The disorder also leads to a host of other medical conditions, such as spinal deformities, bowing of legs, back pain, sleep apnea, and hearing loss.

Delayed physical and speech development, inability to reach objects, and difficulty in performing "self hygiene and toilet care" were some other difficulties Tan said Jayden would experience.

Photo from Give.Asia

New drug stimulates growth

However, a new type of Food and Drug Administration-approved (FDA-approved) drug called Vosoritide, also known as Voxzogo, can help stimulate bone growth in those with achondroplasia.

According to a National University Hospital (NUH) doctor's letter appended by Tan, Phase 3 trials have shown that individuals who take this drug are able to grow an average of 1.57cm more per year.

This means that Jayden could possibly grow 20-30cm more than usual if he takes the drug till he is 18 years old, Tan said.

According to Tan, the drug can also "lessen the severity of his medical complication[s]", tremendously improving his quality of life.

Photo from Amanda Tan / FB

Family will appeal to government

However, Tan said the drug costs around S$40,000 to S$50,000 per month, while the doctor's letter pegged it at S$420,000 per year (S$35,000 a month).

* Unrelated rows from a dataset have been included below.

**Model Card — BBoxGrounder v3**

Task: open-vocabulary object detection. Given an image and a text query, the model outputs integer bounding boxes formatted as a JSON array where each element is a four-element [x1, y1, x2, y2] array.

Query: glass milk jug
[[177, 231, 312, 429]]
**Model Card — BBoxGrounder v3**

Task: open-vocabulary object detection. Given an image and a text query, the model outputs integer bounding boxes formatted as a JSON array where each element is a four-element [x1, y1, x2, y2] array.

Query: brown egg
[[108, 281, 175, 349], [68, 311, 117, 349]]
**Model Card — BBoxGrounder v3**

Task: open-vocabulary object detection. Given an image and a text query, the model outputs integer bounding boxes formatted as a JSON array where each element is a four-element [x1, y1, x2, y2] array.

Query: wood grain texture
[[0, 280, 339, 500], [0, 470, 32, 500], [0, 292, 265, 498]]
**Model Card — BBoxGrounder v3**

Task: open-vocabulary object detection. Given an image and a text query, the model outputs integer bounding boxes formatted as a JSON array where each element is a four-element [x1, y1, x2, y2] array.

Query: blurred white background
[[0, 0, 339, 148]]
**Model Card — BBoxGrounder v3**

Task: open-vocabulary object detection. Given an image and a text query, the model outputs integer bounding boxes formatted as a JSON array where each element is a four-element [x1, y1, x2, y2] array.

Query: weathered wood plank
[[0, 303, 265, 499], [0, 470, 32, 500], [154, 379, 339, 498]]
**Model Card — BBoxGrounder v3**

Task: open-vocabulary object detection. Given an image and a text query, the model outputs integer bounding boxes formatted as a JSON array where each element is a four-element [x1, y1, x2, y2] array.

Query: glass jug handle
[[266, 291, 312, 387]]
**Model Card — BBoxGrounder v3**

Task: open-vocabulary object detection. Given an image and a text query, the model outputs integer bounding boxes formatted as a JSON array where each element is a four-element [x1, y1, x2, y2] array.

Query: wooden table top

Jayden will need to receive the treatment until he is 18 years old.

Additionally, the drug is not under the list of medications in Singapore approved for subsidies.

Therefore, Tan is trying to raise a total of S$1.5 million to fund the first three years of Jayden's treatment.

In the meantime, she said that the family will continue to appeal to the government to include this drug under the list of subsidised drugs.

You can make a donation to help Jayden via the Give.Asia page Tan has set up.

Close to S$27,000 has been raised via the platform at the time of writing.